The phenomenon of 'job polarisation' is increasing inequality as the labour market splits into high- and low-wage work. The basic mechanism is that machines and software programs have replaced employees in many routine jobs in the middle of the income distribution. Alan Manning, who coined the term 'job polarisation' over ten years ago to describe this, has built up a body of work on the topic.
Lousy and lovely jobs
The initial research by Maarten Goos and Alan Manning (2003) found that the pattern of employment changes in Britain over the period 1975 to 1999 was consistent with job polarisation. They found that technology led to rising relative demand in well-paid skilled jobs (that typically require non-routine cognitive skills) and in low-paid least skilled jobs (that typically require non-routine manual skills) and falling relative demand in the 'middling' jobs that have typically required routine manual and cognitive skills.
In related work, Guy Michaels, Ashwini Natraj and John Van Reenen (2014) use data from the US, Japan, and nine European countries from 1980 to 2004 to test the hypothesis that information and communication technologies polarise labour markets by increasing demand for the highly educated at the expense of the middle educated, with little effect on low-educated workers. They find that industries with faster ICT growth shifted demand from middle-educated workers to highly educated workers, consistent with ICT-based polarization.
In a European context, a paper by Maarten Goos, Alan Manning and Anna Salomons (2010) considers 16 European countries, and quantifies the roles of technology, globalisation (off-shoring) and wage institutions in explaining job polarisation. Again the application of technology to jobs is the most important explanatory factor.
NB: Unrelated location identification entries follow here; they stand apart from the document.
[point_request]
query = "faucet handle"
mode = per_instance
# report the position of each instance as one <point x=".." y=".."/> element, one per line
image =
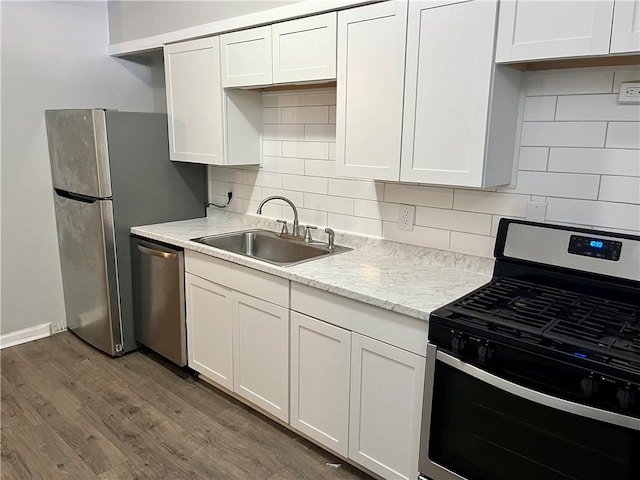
<point x="307" y="233"/>
<point x="332" y="236"/>
<point x="284" y="230"/>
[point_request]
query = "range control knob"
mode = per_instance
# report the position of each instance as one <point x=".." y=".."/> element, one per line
<point x="458" y="343"/>
<point x="626" y="398"/>
<point x="589" y="386"/>
<point x="485" y="352"/>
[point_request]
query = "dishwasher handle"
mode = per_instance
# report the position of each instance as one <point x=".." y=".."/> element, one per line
<point x="156" y="253"/>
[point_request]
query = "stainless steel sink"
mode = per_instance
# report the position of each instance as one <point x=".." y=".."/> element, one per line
<point x="270" y="247"/>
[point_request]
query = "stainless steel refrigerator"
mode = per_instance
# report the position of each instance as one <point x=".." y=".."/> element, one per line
<point x="110" y="171"/>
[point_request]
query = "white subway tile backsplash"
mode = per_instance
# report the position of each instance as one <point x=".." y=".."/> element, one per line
<point x="368" y="189"/>
<point x="611" y="161"/>
<point x="320" y="133"/>
<point x="508" y="204"/>
<point x="566" y="185"/>
<point x="539" y="108"/>
<point x="320" y="168"/>
<point x="272" y="148"/>
<point x="563" y="134"/>
<point x="631" y="74"/>
<point x="262" y="179"/>
<point x="533" y="158"/>
<point x="305" y="114"/>
<point x="305" y="184"/>
<point x="328" y="203"/>
<point x="595" y="107"/>
<point x="569" y="82"/>
<point x="418" y="195"/>
<point x="313" y="150"/>
<point x="293" y="166"/>
<point x="376" y="210"/>
<point x="320" y="98"/>
<point x="623" y="135"/>
<point x="620" y="189"/>
<point x="282" y="100"/>
<point x="445" y="219"/>
<point x="595" y="213"/>
<point x="425" y="236"/>
<point x="271" y="115"/>
<point x="471" y="244"/>
<point x="349" y="223"/>
<point x="283" y="132"/>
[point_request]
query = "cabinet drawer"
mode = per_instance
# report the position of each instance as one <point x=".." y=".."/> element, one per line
<point x="252" y="282"/>
<point x="389" y="327"/>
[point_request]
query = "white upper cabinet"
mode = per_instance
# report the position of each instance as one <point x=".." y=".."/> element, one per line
<point x="301" y="50"/>
<point x="304" y="49"/>
<point x="460" y="111"/>
<point x="625" y="33"/>
<point x="246" y="57"/>
<point x="207" y="124"/>
<point x="370" y="80"/>
<point x="539" y="30"/>
<point x="194" y="101"/>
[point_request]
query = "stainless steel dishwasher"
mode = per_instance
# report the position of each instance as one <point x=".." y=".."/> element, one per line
<point x="158" y="298"/>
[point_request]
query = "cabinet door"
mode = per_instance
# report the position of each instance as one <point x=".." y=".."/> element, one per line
<point x="625" y="33"/>
<point x="320" y="370"/>
<point x="535" y="30"/>
<point x="304" y="49"/>
<point x="194" y="101"/>
<point x="209" y="329"/>
<point x="447" y="92"/>
<point x="246" y="57"/>
<point x="261" y="353"/>
<point x="370" y="77"/>
<point x="386" y="408"/>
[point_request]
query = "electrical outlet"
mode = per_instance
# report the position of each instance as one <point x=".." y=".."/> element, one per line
<point x="629" y="92"/>
<point x="406" y="217"/>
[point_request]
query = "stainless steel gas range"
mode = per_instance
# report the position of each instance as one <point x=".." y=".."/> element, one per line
<point x="536" y="375"/>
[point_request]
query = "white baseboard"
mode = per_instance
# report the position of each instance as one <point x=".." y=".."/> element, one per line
<point x="25" y="335"/>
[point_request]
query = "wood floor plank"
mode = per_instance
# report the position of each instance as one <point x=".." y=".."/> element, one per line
<point x="70" y="411"/>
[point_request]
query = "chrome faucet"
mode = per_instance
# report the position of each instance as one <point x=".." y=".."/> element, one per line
<point x="284" y="199"/>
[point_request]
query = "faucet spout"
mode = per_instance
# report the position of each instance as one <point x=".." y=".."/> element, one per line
<point x="284" y="199"/>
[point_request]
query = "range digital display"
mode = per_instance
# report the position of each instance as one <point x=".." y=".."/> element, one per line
<point x="595" y="247"/>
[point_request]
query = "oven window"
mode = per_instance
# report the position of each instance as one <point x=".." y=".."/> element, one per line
<point x="483" y="433"/>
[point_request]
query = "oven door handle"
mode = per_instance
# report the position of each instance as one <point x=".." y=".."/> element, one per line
<point x="538" y="397"/>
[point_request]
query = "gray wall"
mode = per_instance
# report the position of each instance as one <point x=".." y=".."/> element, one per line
<point x="130" y="20"/>
<point x="54" y="55"/>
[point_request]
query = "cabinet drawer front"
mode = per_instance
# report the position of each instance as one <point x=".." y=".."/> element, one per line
<point x="246" y="57"/>
<point x="305" y="49"/>
<point x="252" y="282"/>
<point x="320" y="366"/>
<point x="389" y="327"/>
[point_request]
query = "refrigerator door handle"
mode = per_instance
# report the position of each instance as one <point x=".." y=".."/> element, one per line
<point x="156" y="253"/>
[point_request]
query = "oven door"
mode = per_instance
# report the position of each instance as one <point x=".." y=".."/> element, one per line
<point x="477" y="426"/>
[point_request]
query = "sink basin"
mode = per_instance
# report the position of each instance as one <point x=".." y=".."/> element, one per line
<point x="270" y="247"/>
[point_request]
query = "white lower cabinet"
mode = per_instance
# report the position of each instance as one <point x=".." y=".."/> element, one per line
<point x="356" y="395"/>
<point x="320" y="371"/>
<point x="261" y="354"/>
<point x="386" y="408"/>
<point x="238" y="330"/>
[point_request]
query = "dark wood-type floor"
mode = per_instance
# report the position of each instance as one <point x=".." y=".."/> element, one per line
<point x="70" y="412"/>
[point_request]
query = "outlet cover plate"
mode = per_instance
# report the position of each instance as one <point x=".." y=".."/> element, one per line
<point x="406" y="216"/>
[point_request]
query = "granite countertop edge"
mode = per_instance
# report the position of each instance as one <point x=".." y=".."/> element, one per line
<point x="408" y="279"/>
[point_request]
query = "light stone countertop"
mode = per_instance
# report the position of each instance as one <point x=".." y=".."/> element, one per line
<point x="407" y="279"/>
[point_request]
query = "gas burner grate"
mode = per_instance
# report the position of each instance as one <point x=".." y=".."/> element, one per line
<point x="604" y="326"/>
<point x="516" y="304"/>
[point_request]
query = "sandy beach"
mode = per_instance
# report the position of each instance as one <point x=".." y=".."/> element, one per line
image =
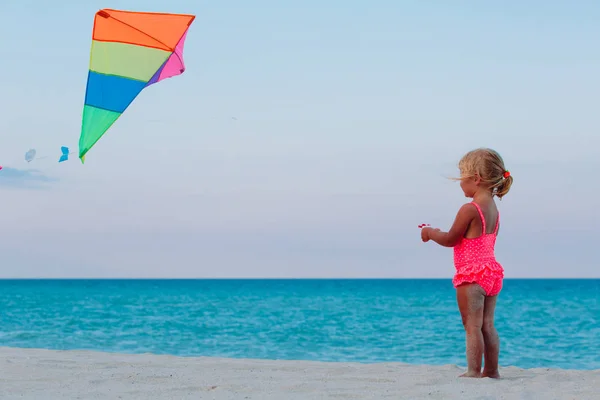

Michael Boehm (2013) looks at the US context, finding that job polarisation has had strong effects on US workers' relative wages. His study examines whether the decline in manufacturing and clerical jobs has been responsible for the lagging wages of middle-skill workers in the United States. Comparing the occupational choices and earnings of survey respondents in the 1980s and today, he shows that labour market returns to middle-skill jobs have declined relative to high- and low-skill jobs.